Working with http://www.findthecure.us, Sarah launched her “People with Disabilities- Orange Bands of Hope” in March, 2005, with the message, “I am able” at the annual “Shane's Inspiration” gala in Beverly Hills, CA. Net proceeds from the sale of the $2 Orange Bands of Hope are donated to Shane's Inspiration, a non-profit organization whose mission is to help communities create fully-inclusive playgrounds for all children.

Sarah's commitment to visit the various hospitals begins with her trip to Miami Children's Hospital on Aug. 23, 2005.

“We live in a world where change implemented by a few dedicated individuals really can make a difference,” Sarah mentions. “My message goes beyond disabled rights. This is a critical issue –we need to accept and embrace the uniqueness of every individual worldwide. With universal tolerance and a collective spirit, we can eradicate the negativity that our society is stricken with.”

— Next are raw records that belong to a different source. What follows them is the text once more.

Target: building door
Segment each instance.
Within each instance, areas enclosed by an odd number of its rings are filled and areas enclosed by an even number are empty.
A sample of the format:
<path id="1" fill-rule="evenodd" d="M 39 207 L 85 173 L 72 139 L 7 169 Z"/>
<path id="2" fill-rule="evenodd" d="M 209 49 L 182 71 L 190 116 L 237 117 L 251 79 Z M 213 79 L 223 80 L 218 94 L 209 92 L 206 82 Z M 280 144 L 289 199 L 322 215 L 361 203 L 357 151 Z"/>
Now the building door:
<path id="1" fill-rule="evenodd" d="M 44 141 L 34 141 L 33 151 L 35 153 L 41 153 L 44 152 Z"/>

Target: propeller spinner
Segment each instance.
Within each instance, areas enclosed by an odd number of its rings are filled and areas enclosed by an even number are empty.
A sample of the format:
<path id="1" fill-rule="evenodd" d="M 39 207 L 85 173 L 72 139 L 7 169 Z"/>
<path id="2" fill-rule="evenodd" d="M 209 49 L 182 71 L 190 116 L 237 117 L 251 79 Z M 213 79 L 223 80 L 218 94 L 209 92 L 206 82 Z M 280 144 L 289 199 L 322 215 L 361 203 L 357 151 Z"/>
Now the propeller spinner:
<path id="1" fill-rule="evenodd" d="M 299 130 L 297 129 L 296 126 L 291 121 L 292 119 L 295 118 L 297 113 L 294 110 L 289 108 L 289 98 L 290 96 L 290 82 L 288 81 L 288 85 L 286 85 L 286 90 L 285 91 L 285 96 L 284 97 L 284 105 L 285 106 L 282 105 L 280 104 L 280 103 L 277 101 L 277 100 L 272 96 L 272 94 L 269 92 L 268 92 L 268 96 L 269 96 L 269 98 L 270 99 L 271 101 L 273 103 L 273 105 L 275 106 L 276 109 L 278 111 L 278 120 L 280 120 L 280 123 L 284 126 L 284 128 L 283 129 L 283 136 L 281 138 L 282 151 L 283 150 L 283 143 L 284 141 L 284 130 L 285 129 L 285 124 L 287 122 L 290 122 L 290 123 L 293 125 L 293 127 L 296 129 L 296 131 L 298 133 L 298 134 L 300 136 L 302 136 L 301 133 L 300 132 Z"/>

An honors student at Winston Churchill High School in Potomac, MD, Sarah follows in the entrepreneurial footsteps of her parents. Her father, Kenny, created the INC. 500 bio-tech company, FLAVORx, as a response to his younger daughter's unwillingness to swallow life-saving, bad-tasting medicine. Her mom, Shelley, was the designer and driving force behind the construction of 200 fully-inclusive playgrounds around the country.